The Use of Poke Root in the Treatment of Lactational Mastitis: Practice Patterns among Midwives in British Columbia



Zoë G. Hodgson, BSc (Hons.), PhD, BMW, RM
Patrice Latka, BHSc, MScCH, RM, Rachelle Fulford, BSc,
MA, BMW, RM, and Allison Campbell, MA, BA, BMW, RM


Introduction: The prevalence of mastitis has been reported as high as 33%. Effective milk removal, pain medication, and antibiotics are the mainstays of treatment. Midwives support the use of complementary and alternative medicines, but few studies have examined their use.
This paper explores practice patterns of midwives in British Columbia with respect to the use of poke root, Phytolacca decandra, in the treatment of mastitis.
Methodology: A questionnaire was distributed to all registered midwives in British Columbia asking about their familiarity with poke root, whether they recommend it for treatment of mastitis, how they recommend that it be used, and whether they perceive it as effective in treating mastitis.
Results: A total of 106 questionnaires were returned. Fifty midwives (47.2%) reported using poke root.
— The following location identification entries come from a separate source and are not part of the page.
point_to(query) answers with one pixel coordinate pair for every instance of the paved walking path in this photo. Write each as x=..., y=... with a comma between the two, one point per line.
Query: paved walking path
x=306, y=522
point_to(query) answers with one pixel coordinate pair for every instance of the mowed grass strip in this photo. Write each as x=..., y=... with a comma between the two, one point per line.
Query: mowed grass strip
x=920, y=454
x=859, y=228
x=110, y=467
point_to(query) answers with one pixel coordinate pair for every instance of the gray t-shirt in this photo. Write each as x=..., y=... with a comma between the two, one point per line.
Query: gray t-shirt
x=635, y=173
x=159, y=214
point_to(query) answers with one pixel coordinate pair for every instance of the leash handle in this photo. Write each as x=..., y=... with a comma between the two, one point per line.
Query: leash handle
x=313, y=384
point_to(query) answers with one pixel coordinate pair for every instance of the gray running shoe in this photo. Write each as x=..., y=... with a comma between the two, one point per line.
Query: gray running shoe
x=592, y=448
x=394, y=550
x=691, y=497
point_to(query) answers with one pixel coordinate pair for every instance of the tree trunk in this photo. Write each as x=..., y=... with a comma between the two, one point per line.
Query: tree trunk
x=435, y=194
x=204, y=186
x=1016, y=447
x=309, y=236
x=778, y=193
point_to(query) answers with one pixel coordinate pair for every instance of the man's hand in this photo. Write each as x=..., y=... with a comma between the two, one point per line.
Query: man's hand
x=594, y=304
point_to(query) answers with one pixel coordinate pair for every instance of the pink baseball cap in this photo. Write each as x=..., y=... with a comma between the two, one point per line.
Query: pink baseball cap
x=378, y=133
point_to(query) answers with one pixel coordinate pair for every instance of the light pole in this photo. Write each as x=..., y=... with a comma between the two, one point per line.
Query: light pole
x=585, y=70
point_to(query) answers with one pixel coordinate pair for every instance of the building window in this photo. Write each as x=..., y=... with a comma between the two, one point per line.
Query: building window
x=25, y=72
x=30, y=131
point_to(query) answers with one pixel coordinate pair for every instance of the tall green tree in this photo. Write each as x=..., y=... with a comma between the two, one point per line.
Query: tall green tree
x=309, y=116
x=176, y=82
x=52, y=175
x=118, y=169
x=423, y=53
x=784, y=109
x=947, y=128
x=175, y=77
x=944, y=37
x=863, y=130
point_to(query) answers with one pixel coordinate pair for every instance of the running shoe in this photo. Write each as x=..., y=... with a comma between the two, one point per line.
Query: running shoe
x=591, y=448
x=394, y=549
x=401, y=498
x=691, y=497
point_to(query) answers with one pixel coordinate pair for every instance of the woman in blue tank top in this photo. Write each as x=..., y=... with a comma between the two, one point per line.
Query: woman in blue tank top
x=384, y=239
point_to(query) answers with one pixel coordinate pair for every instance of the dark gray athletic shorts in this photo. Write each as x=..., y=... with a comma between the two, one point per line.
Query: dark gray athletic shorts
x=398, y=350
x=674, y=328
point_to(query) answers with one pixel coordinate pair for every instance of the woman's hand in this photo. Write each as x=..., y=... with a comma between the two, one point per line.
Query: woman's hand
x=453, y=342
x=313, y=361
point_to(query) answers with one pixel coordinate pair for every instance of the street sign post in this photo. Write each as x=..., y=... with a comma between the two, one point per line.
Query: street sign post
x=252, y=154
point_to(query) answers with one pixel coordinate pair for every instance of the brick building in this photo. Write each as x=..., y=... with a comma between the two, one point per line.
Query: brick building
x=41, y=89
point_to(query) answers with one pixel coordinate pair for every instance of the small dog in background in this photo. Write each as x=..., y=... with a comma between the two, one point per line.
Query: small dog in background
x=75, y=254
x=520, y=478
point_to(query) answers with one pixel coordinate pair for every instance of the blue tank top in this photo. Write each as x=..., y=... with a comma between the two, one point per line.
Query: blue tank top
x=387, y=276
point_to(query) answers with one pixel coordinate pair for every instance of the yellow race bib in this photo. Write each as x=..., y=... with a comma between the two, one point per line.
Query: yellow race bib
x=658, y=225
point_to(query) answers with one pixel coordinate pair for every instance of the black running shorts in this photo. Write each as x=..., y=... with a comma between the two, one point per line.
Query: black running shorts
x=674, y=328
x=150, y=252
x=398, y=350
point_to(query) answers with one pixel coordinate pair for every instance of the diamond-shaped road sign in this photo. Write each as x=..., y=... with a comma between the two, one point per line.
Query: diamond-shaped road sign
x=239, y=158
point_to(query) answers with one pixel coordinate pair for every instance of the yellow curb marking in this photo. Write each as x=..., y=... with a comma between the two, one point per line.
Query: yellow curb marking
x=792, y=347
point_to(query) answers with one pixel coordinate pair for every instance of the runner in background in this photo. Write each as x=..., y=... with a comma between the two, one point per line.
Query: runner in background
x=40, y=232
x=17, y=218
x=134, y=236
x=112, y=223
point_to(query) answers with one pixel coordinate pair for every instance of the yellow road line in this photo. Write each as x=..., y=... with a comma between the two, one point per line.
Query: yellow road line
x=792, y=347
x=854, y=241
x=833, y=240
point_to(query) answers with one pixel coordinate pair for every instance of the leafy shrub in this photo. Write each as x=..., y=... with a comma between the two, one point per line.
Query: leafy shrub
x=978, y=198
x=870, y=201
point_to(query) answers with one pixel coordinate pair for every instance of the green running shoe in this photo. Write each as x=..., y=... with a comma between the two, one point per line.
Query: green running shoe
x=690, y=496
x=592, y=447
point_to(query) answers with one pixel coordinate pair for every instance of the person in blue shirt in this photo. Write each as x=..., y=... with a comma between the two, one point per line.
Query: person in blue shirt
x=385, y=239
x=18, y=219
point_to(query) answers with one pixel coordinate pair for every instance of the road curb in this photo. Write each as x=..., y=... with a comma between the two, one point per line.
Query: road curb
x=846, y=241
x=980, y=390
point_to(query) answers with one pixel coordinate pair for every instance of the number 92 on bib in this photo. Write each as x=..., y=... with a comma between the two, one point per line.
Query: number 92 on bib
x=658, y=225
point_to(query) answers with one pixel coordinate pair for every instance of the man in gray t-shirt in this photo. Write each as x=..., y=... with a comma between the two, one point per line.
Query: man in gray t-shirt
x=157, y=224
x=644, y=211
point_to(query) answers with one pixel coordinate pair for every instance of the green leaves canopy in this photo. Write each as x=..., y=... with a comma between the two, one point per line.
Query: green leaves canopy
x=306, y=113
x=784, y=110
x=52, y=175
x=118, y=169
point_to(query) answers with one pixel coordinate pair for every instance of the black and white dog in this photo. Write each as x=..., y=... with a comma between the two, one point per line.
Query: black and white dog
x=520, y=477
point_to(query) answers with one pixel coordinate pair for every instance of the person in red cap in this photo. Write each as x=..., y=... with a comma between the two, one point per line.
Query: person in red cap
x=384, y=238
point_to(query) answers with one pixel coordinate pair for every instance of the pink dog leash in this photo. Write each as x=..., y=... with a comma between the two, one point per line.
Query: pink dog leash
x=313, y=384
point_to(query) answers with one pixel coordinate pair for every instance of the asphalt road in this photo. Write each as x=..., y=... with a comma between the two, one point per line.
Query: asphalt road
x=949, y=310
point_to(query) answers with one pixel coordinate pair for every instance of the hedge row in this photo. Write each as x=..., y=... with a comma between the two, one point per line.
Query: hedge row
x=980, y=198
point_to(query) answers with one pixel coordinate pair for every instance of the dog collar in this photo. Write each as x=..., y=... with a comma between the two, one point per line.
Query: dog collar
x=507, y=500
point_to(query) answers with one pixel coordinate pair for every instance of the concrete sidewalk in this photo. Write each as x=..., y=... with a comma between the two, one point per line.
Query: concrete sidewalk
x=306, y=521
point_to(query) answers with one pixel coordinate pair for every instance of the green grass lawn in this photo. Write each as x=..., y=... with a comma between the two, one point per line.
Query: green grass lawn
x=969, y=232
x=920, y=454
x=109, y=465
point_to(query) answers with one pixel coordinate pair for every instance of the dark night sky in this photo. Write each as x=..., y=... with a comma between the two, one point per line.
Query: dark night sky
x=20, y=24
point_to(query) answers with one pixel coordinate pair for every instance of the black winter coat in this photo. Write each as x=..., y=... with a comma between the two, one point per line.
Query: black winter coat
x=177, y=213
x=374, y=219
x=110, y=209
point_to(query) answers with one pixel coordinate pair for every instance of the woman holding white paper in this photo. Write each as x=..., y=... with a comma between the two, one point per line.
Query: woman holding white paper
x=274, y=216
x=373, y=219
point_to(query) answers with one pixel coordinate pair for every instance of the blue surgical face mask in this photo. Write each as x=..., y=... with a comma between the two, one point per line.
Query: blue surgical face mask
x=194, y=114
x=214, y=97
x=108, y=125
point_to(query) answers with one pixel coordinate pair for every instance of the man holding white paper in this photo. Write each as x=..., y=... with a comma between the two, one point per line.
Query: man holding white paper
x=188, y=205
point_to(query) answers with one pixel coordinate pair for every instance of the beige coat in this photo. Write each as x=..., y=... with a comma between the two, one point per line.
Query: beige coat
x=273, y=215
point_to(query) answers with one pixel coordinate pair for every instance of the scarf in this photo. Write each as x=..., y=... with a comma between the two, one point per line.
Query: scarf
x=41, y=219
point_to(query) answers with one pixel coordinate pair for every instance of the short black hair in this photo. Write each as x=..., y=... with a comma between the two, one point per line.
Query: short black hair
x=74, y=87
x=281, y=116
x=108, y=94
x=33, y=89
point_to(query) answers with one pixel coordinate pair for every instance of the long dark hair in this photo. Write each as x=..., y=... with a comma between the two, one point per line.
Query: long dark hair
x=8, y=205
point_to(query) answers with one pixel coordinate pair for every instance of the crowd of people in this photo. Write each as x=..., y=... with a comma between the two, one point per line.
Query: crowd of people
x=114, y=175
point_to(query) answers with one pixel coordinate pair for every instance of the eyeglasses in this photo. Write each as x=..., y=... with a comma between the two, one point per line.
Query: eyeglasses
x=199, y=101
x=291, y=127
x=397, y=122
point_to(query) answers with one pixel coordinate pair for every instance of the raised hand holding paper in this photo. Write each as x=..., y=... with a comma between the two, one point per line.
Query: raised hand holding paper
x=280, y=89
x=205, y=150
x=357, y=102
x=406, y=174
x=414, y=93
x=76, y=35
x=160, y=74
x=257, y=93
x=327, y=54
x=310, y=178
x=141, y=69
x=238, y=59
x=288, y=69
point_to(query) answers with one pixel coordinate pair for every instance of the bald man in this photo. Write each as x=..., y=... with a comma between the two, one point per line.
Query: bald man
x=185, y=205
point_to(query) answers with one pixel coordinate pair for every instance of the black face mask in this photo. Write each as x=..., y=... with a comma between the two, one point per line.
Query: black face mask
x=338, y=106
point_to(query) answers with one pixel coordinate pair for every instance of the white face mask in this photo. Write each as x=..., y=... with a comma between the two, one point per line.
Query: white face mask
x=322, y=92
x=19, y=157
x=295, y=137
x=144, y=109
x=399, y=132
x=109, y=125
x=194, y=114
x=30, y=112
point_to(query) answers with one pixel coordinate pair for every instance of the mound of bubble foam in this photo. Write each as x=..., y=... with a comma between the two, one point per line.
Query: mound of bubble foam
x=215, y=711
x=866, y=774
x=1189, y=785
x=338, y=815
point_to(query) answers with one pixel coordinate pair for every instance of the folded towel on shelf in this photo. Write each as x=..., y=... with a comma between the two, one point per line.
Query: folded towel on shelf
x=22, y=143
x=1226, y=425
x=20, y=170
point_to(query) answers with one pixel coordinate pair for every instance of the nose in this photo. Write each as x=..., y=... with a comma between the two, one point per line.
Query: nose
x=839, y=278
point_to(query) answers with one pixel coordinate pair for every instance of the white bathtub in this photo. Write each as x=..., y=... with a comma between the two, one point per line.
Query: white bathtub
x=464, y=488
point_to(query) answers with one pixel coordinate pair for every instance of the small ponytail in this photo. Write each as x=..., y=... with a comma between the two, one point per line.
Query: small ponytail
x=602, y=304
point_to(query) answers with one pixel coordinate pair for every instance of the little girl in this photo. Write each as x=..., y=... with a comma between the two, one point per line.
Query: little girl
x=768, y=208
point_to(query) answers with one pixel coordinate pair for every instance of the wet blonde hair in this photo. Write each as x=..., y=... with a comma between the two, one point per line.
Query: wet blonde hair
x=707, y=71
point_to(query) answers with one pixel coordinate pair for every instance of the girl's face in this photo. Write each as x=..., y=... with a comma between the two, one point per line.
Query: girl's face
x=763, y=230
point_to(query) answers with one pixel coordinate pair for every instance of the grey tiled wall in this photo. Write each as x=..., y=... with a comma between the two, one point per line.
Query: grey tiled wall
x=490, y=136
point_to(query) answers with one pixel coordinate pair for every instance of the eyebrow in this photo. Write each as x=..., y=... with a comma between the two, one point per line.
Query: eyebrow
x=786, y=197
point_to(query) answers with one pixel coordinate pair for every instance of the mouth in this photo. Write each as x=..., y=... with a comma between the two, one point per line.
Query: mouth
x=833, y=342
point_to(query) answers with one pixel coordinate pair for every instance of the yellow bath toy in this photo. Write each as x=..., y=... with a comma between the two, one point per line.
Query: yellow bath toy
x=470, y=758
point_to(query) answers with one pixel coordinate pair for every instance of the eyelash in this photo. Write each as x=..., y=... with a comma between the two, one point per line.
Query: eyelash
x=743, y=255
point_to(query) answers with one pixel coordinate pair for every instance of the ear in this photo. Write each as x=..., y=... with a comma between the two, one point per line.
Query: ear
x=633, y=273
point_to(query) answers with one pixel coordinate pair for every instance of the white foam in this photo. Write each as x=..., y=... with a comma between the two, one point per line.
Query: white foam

Over sixty-nine percent of respondents used it as a tincture, 22.4% used it as a homeopathic,
and 8.2% used it topically. The dose, route, timing, and duration of use varied; however, there were few perceived side effects, and the satisfaction among midwives was high.
Conclusion: The questionnaire responses demonstrate that a large number of midwives in British Columbia perceive poke root to be effective in treating lactational mastitis. Reported rates of satisfaction with the therapy among midwives were high. The tremendous variability in administration and the lack of known side effects highlight the need for a future study that will examine the effectiveness of poke root to facilitate informed choice discussion. 

breast or chest feeding, lactational mastitis, midwives, poke root, Phytolacca decandra, complementary and alternative medicines


This article has been peer-reviewed.